A number of namespaces are recognised as well as a WordPress vocabulary.


$triplify['namespaces']=array(
'vocabulary'=>'http://sdp.iasi.rdsnet.ro/semantic-wordpress/vocabulary/',
'rdf'=>'http://www.w3.org/1999/02/22-rdf-syntax-ns#',
'rdfs'=>'http://www.w3.org/2000/01/rdf-schema#',
'owl'=>'http://www.w3.org/2002/07/owl#',
'foaf'=>'http://xmlns.com/foaf/0.1/',
'sioc'=>'http://rdfs.org/sioc/ns#',
'sioctypes'=>'http://rdfs.org/sioc/types#',
'dc'=>'http://purl.org/dc/elements/1.1/',
'dcterms'=>'http://purl.org/dc/terms/',
'skos'=>'http://www.w3.org/2004/02/skos/core#',
'tag'=>'http://www.holygoat.co.uk/owl/redwood/0.1/tags/',
'xsd'=>'http://www.w3.org/2001/XMLSchema#',
'update'=>'http://triplify.org/vocabulary/update#',
);

So, what’s the point in doing this? Well, it’s fairly trivial and if you think that structured, linked, machine-readable licensed data is a Good Thing, why not?  The Triplify website lists an number of advantages:

Such a triplification of your Web application has tremendous advantages:

  • The installations of the Web application are better found and search engines can better evaluate the content.
  • Different installations of the Web application can easily syndicate arbitrary content without the need to adopt interfaces, content representations or protocols, even when the content structures change.
  • It is possible to create custom tailored search engines targeted at a certain niche. Imagine a search engine for products, which can be queried for digital cameras with high resolution and large zoom.

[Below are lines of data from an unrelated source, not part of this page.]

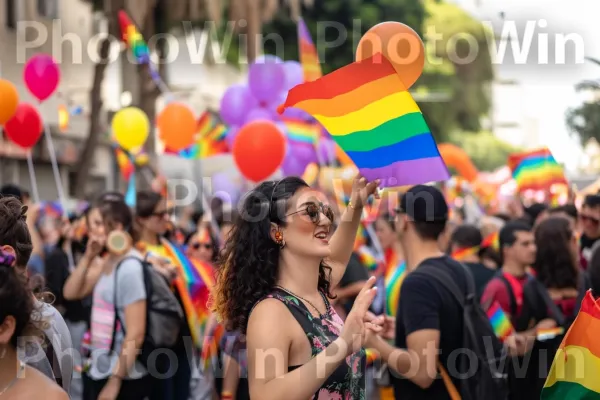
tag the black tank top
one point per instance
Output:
(348, 380)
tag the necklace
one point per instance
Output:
(306, 301)
(12, 383)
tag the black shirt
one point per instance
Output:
(425, 304)
(481, 275)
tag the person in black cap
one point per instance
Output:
(429, 320)
(590, 223)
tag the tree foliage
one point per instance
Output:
(485, 149)
(584, 121)
(466, 83)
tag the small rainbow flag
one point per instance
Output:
(536, 170)
(462, 254)
(63, 118)
(492, 240)
(370, 114)
(195, 280)
(301, 132)
(576, 367)
(500, 321)
(368, 258)
(309, 58)
(394, 276)
(547, 334)
(134, 39)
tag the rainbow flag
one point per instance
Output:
(462, 254)
(368, 258)
(302, 132)
(394, 276)
(63, 118)
(194, 283)
(309, 58)
(370, 114)
(500, 321)
(134, 39)
(536, 170)
(576, 367)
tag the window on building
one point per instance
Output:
(11, 14)
(48, 8)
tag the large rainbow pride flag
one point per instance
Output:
(536, 170)
(374, 119)
(576, 368)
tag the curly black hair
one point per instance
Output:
(15, 300)
(248, 265)
(555, 263)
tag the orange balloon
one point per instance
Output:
(9, 100)
(458, 159)
(399, 44)
(177, 126)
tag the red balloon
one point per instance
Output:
(25, 127)
(259, 149)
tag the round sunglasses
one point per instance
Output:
(314, 210)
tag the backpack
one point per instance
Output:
(490, 380)
(164, 315)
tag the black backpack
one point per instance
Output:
(490, 380)
(164, 315)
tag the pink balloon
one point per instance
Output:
(41, 76)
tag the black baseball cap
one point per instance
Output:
(424, 203)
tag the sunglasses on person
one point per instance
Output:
(589, 218)
(198, 246)
(314, 210)
(162, 214)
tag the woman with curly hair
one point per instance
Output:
(273, 283)
(16, 308)
(557, 264)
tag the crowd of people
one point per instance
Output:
(297, 309)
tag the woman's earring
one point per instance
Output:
(279, 239)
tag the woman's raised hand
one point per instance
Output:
(358, 322)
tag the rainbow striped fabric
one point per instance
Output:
(195, 280)
(309, 58)
(134, 39)
(394, 276)
(301, 132)
(536, 170)
(63, 118)
(576, 367)
(500, 321)
(370, 114)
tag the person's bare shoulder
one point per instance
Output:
(40, 386)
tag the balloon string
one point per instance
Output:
(32, 178)
(59, 186)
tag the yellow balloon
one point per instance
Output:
(130, 128)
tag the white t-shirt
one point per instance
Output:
(130, 289)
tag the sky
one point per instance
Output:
(549, 90)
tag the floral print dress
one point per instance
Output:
(347, 382)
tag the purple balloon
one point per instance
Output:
(41, 75)
(296, 113)
(259, 114)
(326, 150)
(224, 188)
(231, 135)
(294, 74)
(266, 80)
(235, 104)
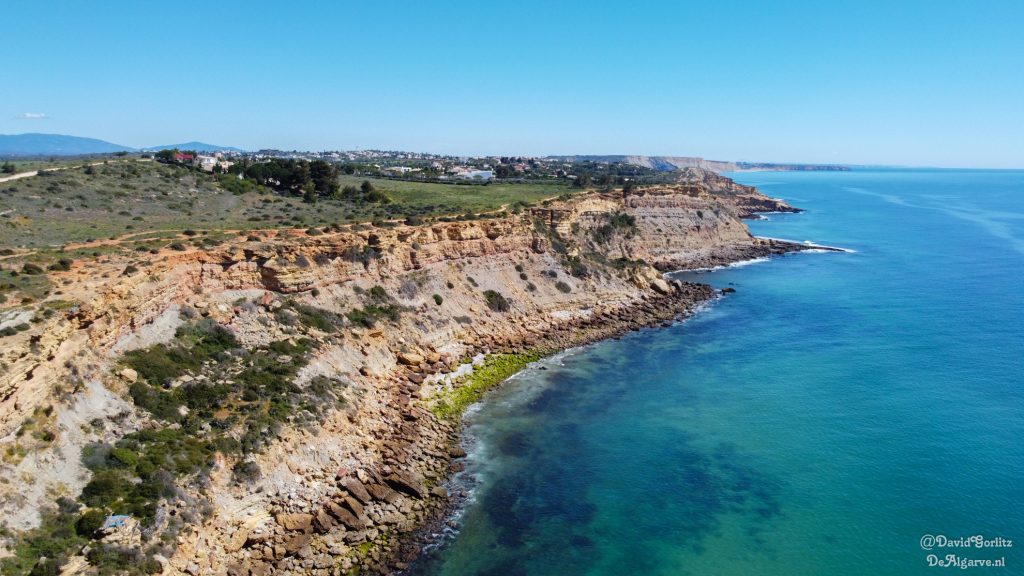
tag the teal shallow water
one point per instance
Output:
(820, 420)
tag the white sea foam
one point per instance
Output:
(823, 248)
(739, 263)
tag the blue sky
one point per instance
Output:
(936, 83)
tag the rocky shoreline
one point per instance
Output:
(657, 311)
(415, 507)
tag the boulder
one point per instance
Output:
(345, 516)
(353, 505)
(406, 484)
(324, 521)
(410, 359)
(301, 522)
(381, 492)
(660, 286)
(296, 542)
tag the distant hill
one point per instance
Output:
(54, 145)
(198, 147)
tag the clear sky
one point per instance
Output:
(936, 83)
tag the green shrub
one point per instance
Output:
(32, 270)
(90, 522)
(496, 369)
(496, 300)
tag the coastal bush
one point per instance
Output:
(312, 317)
(46, 548)
(496, 300)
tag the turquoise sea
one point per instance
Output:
(825, 418)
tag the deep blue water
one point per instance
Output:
(820, 420)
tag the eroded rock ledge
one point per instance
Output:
(350, 491)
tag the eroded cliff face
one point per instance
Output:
(340, 494)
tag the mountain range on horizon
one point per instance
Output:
(34, 144)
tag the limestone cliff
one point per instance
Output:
(338, 496)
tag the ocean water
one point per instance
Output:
(824, 419)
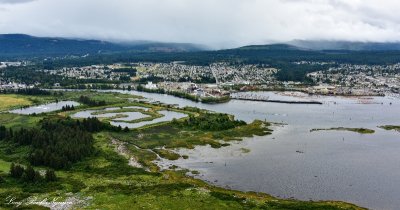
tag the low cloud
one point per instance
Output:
(217, 23)
(14, 1)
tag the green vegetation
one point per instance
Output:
(210, 122)
(209, 100)
(357, 130)
(101, 176)
(12, 101)
(167, 154)
(391, 127)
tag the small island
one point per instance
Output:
(390, 127)
(357, 130)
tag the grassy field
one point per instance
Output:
(356, 130)
(12, 101)
(391, 127)
(105, 180)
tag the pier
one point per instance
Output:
(255, 97)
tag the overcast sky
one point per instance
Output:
(217, 23)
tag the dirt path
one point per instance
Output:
(120, 148)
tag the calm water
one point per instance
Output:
(129, 116)
(294, 162)
(168, 116)
(44, 108)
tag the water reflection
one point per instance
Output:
(45, 108)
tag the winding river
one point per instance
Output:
(296, 163)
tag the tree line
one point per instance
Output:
(209, 122)
(90, 102)
(30, 175)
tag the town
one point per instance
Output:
(218, 79)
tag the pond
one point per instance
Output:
(129, 116)
(296, 163)
(45, 108)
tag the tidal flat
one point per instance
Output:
(106, 179)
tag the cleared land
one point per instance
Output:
(357, 130)
(12, 101)
(391, 127)
(105, 180)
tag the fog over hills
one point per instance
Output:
(25, 45)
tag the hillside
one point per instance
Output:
(21, 45)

Ultimately, a triplification will counteract the centralization we faced through Google, YouTube and Facebook and lead to an increased democratization of the Web

The vision of the semantic web and semantic publishing is one of meaningfully identifying objects (and people) on the Internet and showing their relationships. This should improve searches for things on the web, but also improve how we exchange knowledge, re-use information and help clarify our identity on the web, too. It’s an ambitious task, but made easier with tools like Triplify.  The semantic web also raises questions over individual privacy and, if data is well formed and accessible, it may be easier to control and therefore censor. The creator of Triplify recently gave a technical presentation on Triplify and how it is being used to publish data collected by the OpenStreetMap project. It shows how geodata exposed in this way can result in mashup applications that directly benefit you and me.